<…> видеть семи-восьмилетнюю девочку где-нибудь в углу под ломберным столом, которая лицом к стене, по битым часам сидит — не шевельнется и только себе что-то бормочет под нос. <…> Я учила все: О Финикянах, Катехизис, Священную историю, Рюрика, <арифметику>. Нас никто не принуждал к учению ломовой силой, но мы беспрестанно слышали, что без ученья нельзя жить, только тот благородный человек, кто много знает, что девочке непременно надо учиться, чтобы быть умненькою, а не крестьянской дурой (6; 484).
Естественная атмосфера любви, уважения, почтения к книге и учению, отсутствие запретов и различия в отношении к ней и братьям — так описывает Соханская мир своего детства, в котором развивалось ее «благоговение» перед книгой, страсть к знанию и философским вопросам (например, она девочкой много думала о том, что такое бесконечность и вечность), а затем — потребность в творчестве.
Начитавшись литературных сочинений, в восемь лет, автогероиня сказала себе: «не умру, пока не напишу комедию!
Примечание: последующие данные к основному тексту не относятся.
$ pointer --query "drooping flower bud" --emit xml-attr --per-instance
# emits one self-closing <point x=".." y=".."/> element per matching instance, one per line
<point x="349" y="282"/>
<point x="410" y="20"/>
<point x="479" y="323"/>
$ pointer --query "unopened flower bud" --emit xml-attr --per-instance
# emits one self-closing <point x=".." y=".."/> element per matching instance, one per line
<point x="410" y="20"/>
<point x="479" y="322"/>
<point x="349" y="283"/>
И начала писать» (6; 487). Серьезная болезнь, приведшая к временной слепоте, помешала осуществлению этого «грандиозного творческого замысла».
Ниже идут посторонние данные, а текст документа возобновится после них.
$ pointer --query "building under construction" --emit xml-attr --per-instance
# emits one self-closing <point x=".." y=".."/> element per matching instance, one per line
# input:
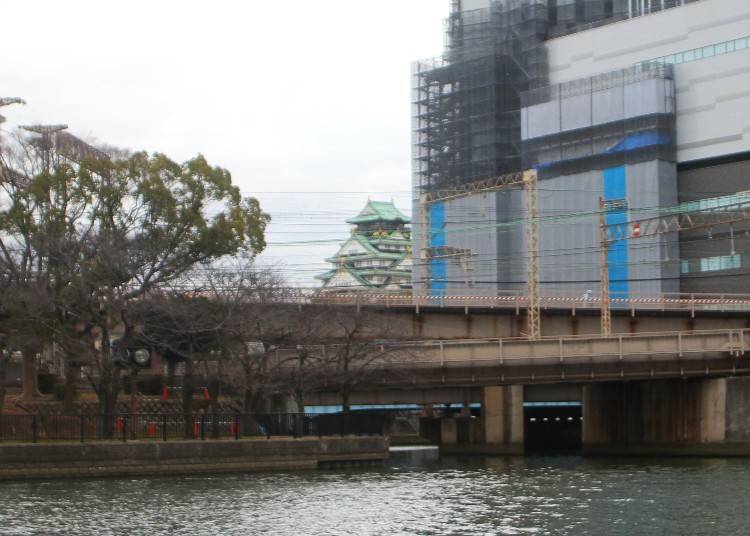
<point x="625" y="109"/>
Мир детства Соханской — это мир природный (степь описывается и здесь и далее как свое пространство; по наблюдению Б. Хельдт, Соханская отождествляет себя со степью[411]), а не социальный, в нем не существует традиционных общественных запретов, ребенок переживает естественный процесс развития, в ходе которого у девочки нет никаких непреодолимых преград, препятствующих войти в мир природы, знания, познания и творчества.
Зато следующая глава автобиографии, рассказывающая о годах учебы в Харьковском институте, вся посвящена процессу социализации: гендерной «дрессуры», выбивания из девочки всего, что не соответствует стандартам женственности, принятым в том общественном круге, к которому она относится.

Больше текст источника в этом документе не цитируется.